The problem with education, in Ireland at least, is that it is not education at all. History is the best example of this. As you might have guessed, a lot of stuff has happened in the course of mankind's history, and not all of the facts can be told. Only a subset can be presented to you, and this subset of facts are relative to your culture, carefully arranged to initiate you into your society's perspective of the world.

I have since learned that many things in our history books are tainted this way. Columbus "discovering" America, the invention of the printing press, the Cuban Missile Crisis, the Irish perspective on British oppression. I began to realise this when I picked up a history book used in British schools, which leaves out all of the atrocities committed against the Irish, and only discusses IRA bombs in England etc, and these events in turn are conveniently excluded from the Irish texts. China and Japan have similar differences in their textbooks concerning the Second Sino-Japanese War. Later on, I was amazed to discover how many Britons still believe that Ireland is still a part of Britain.

In school we studied Yeats for two years, and NEVER was his drug use, induced visions, automatic writing or his work with the Hermetic Order of the Golden Dawn mentioned. The work we were presented with was a watered down collection of nature poems and history lessons. No wonder I never enjoyed his work until now. English texts such as Catcher in the Rye are prescribed to "help" the pupil to negotiate the chasm between childhood and adulthood, or in other words to destroy any remaining teenage dreams of bucking the system. The aim is to defeat the student and to make him into a fine-upstanding-citizen.


And so, what we call education is not education at all. Education is Indoctrination.


What is the nature of this system, and who are the perpetrators?

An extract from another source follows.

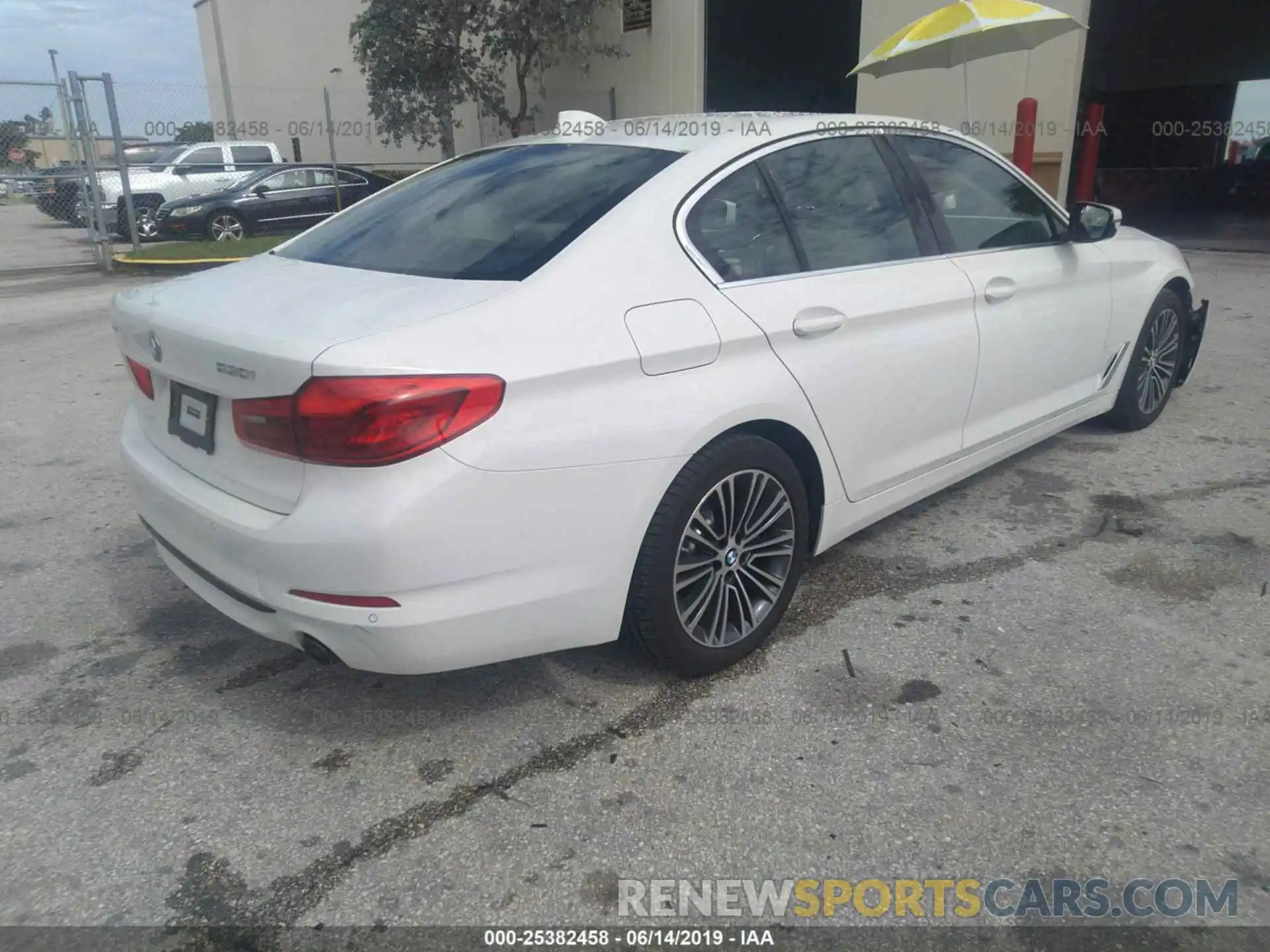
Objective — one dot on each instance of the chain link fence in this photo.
(140, 155)
(41, 179)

It is the fault of many to attribute This system is self-perpetuating, accelerated now and brought to the brink in the last 200 years by the industrial revolution. Industrial society requires progress and competition to survive, and so it needs X amount of mathematicians and Y amount of engineers to continue. This is why those who are not predisposed to maths are made to suffer through it far beyond their level of ability in the subject.

Exam results in Ireland are so competitive now that some college courses have have hit the maximum 600 points, meaning that if a student got A1s in all subjects (quite a feat), they still might not qualify for their course. Doing reasonably well in the Leaving Certificate exam means cramming facts into your head for 8 to 10 solid hours per day for months. Many people do not cope well with the stress, and some students suffer illness from stress, or mental breakdown (I'm on that list). There is an exam-related suicide every one or two years. This is either accepted or ignored by society, I'm not sure which.

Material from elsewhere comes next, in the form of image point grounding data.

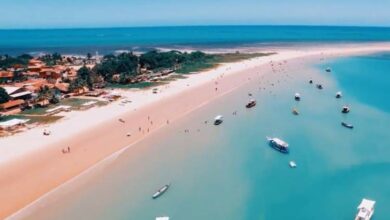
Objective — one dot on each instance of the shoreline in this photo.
(177, 90)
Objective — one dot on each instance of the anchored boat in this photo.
(365, 210)
(161, 191)
(278, 144)
(346, 125)
(345, 109)
(292, 164)
(295, 111)
(251, 103)
(218, 120)
(297, 97)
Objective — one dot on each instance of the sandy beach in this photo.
(32, 164)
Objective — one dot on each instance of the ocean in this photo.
(229, 172)
(111, 40)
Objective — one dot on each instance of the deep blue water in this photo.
(367, 77)
(230, 173)
(107, 40)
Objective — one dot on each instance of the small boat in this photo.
(218, 120)
(292, 164)
(346, 125)
(365, 210)
(297, 97)
(161, 191)
(251, 103)
(345, 109)
(278, 144)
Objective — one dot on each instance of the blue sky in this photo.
(128, 13)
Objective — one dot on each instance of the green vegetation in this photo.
(51, 59)
(9, 61)
(4, 97)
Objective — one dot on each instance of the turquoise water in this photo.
(229, 172)
(107, 40)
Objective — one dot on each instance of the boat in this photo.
(218, 120)
(346, 125)
(278, 144)
(292, 164)
(345, 109)
(161, 191)
(297, 97)
(295, 111)
(365, 210)
(251, 103)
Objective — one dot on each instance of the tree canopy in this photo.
(4, 97)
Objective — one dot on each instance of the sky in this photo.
(16, 14)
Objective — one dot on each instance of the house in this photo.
(6, 76)
(50, 73)
(18, 92)
(13, 124)
(11, 107)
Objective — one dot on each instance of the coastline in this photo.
(37, 158)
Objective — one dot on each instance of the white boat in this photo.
(218, 120)
(251, 103)
(161, 191)
(365, 210)
(278, 144)
(345, 109)
(297, 97)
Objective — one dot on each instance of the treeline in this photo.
(7, 61)
(125, 66)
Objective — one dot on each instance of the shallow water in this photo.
(230, 172)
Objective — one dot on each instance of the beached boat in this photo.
(346, 125)
(161, 191)
(218, 120)
(251, 103)
(345, 109)
(365, 210)
(297, 97)
(278, 144)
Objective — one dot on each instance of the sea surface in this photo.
(229, 172)
(111, 40)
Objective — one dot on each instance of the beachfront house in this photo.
(16, 92)
(6, 76)
(11, 107)
(13, 124)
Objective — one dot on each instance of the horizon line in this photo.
(199, 25)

This is the climatic ending to Irish education, which has condemned children to sit quietly in dull classrooms all day for 13 years, when they should have been outside playing and learning. The perpetrators are those who have gone through the same process/system that you are going through. In systematic terms, it is positive feedback. In plain english, the prisoners build the prison. And the more time you spend listening, complying and attending school, the more the infectious process of conditioning (grown-up word for brainwashing) takes over you.